The results illustrate that the relative contribution of the different SOA components is subject to uncertainty, but that this does not affect our findings and conclusions (Extended Data Figs. 4 and 5).

In addition, we compared the MLR-based quantified FIGAERO-CIMS OA factors (equations (9) and (10)) to (1) levoglucosan-equivalent concentrations assuming the same response factor for all compounds and (2) a direct quantification of the FIGAERO-CIMS OA factors (Extended Data Figs. 4 and 5). For the latter direct quantification approach, we relied on our own levoglucosan calibration together with a parametrization of the response factors relative to levoglucosan (rRF) as a function of m/z, \({({\rm{rRF}}(m/z)=a+b\times (\exp (-{(\frac{m/z-c}{d})}^{2})))}\), based on data from the literature28 (central estimate: a = 0.3, b = 0.66, c = 249.17, d = 87.95; upper limit: a = 0.33, b = 0. 86, c = 235.10, d = 115.37; lower limit: a = 0.23, b = 0.54, c = 259.89, d = 63.77).

Characterization of gas-phase OOM

The gas-phase oxygenated organic molecules (OOM) were characterized by a nitrate-based CIMS (NO3-CIMS, here equipped with an LTOF mass spectrometer with a mass resolution of 8,000–12,000)98,99. The configuration and calibration of this instrument have been described previously100,101. In brief, the NO3-CIMS was calibrated with a known amount of sulfuric acid102 and the OOM assumed to have the same response because their structures are unknown and thus cannot be calibrated for. The OOM concentrations were then computed by normalization to the reagent ions and subsequent scaling with the response factor.

The OOM related to isoprene oxidation and monoterpene oxidation were identified based on a decision tree designed using atmospheric and laboratory experiments44,51. Essentially, the isoprene oxidation products were identified based on a list of compounds presented in the literature44,51, and the monoterpene oxidation products were identified as compounds with a carbon number of 10, an equivalent oxygen number of at least 4, and a double bond equivalent between 2 and 4.

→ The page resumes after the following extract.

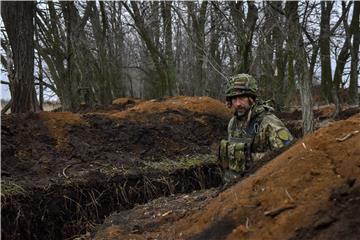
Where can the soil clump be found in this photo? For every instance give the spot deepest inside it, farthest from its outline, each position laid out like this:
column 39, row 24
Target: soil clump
column 310, row 191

Spatial distribution of emissions

We used a concentration-weighted trajectory (CWT) method to study the spatial distribution of the precursor sources for the different factors. Instead of trajectories, we used potential emission sensitivity (PES) fields, which were calculated using a Lagrangian particle dispersion model FLEXPART version 9.02 (ref. 103) with European Centre for Medium-Range Weather Forecasts (ECMWF) operational forecast data (0.15° horizontal resolution, 137 vertical levels and 1-h temporal resolution) as the meteorological input. In the FLEXPART model simulations, 50,000 tracer particles were initially distributed evenly between 0 and 100 m above the measurement site and then followed backwards in time for 72 h. The output PES fields (domain: 20–60° N 95–135° E; horizontal resolution, 0.05°) contain the residence times of the air mass (tracer particles) above the simulation grid cells. In the CWT method, we assigned each grid cell with a concentration value (Cij), which represents the expected concentration at the measurement site if an air mass passes over said grid cell upon its arrival to the station. The Cij value was calculated based on the observed concentrations (Ct) and the air mass residence times (τ):

$${C}_{{ij}}=\frac{\sum _{t}{C}_{t}{\tau }_{{tij}}}{\sum _{t}{\tau }_{{tij}}}$$
(11)

where Ct is the observed concentration at time t, and τtij is the residence time of the air mass over the ijth grid cell obtained from the PES field for a tracer release at time t. Because the precursor emissions for the different factors are ground-based, we used PES fields that only include the residence times of the tracer particles residing within 500 m above ground level. In addition, Cij values are only shown for grid cells containing data from more than ten different observation times.